Spinal Cord Injury due to Cervical Disc Herniation Caused by Bench Pressing
|Futoshi Suetsuna1,2*, Yoshihiko Okudera1, Toshihiro Tanaka1 and Takuya Tamura2|
|1Department of Orthopaedic Surgery, Hachinohe Municipal Hospital, Japan|
|2Department of Rehabilitation, Hachinohe Municipal Hospital, Hachinohe, Japan|
|Corresponding Author :||Futoshi Suetsuna
Department of Orthopaedic Surgery & Rehabilitation
Hachinohe Municipal Hospital, 1, Bishamondaira
Tamukai, Hachinohe, Aomori, 031-0011, Japan
E-mail: [email protected]
|Received December 27, 2013; Accepted January 24, 2014; Published January 27, 2014|
|Citation: Suetsuna F, Okudera Y, Tanaka T, Tamura T (2014) Spinal Cord Injury due to Cervical Disc Herniation Caused by Bench Pressing. J Spine 3:154. doi:10.4172/2165-7939.1000154|
|Copyright: © 2014 Suetsuna F, et al. This is an open-access article distributed under the terms of the Creative Commons Attribution License, which permits unrestricted use, distribution, and reproduction in any medium, provided the original author and source are credited.|
The authors report the case of a 24-year-old man who presented with sudden onset quadriplegia while doing a bench press in the supine position. He had a history of cervical disc herniation at the C6/7 level. Plain x-rays showed no spinal fracture and no spinal canal stenosis. MRI revealed a C6/7 disc herniation that severely compressed the spinal cord. Physical exam showed complete spinal cord injury below C8 level. Urgent C6/7 anterior decompression and fusion using hydroxyapatite (HA) was performed. A large, sequestrated herniation mass into the spinal canal was removed. His neurological deficits improved gradually after surgery. Over 3 years postoperatively, he can walk by himself without crutches, though he has slight motor weakness of left finger and foot, paresthesia below C8 on the right, and slight bladder disturbance.

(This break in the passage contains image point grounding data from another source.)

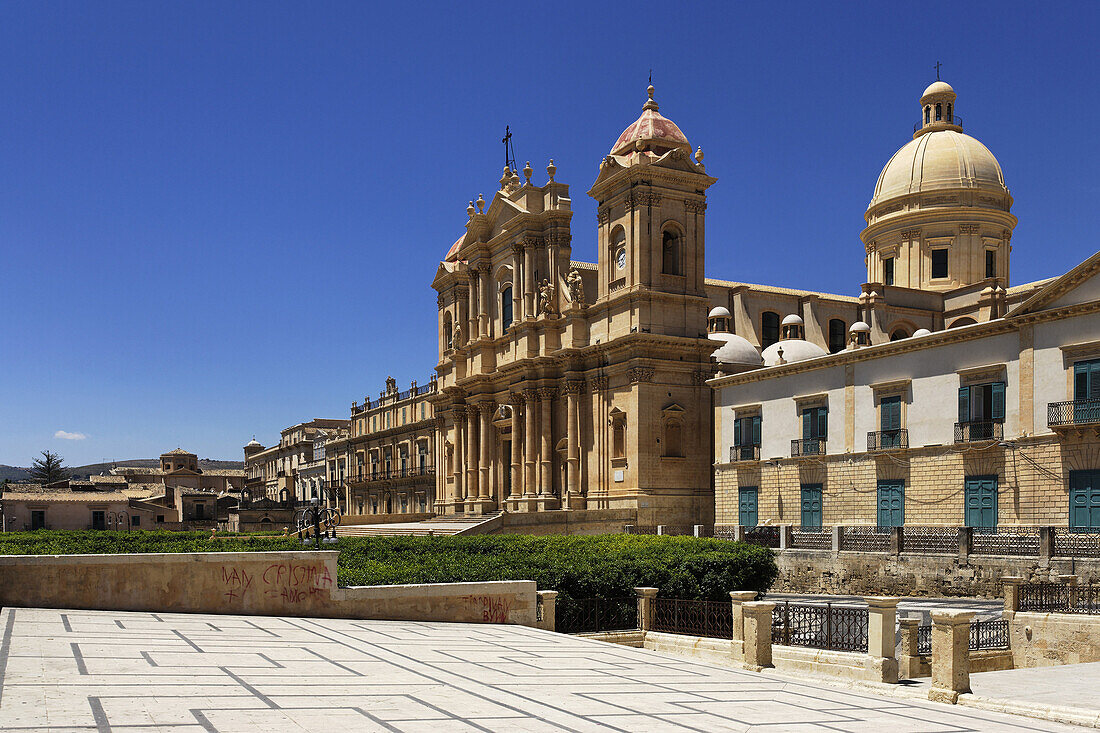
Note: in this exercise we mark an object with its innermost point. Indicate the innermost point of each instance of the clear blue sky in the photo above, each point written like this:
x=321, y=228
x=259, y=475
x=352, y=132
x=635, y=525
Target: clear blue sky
x=219, y=219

Many cases of cervical spinal cord injury caused by sporting injury have been reported. Those cases generally accompanied high energy trauma such as fracture dislocations. This case did not involve any large cervical motion before injury or any spinal fracture. This very important case shows the possibility of a spinal cord injury in supine position without high energy trauma. Patients with cervical disc herniation should be counseled about the risk of participating in sports, including those without significant neck motion.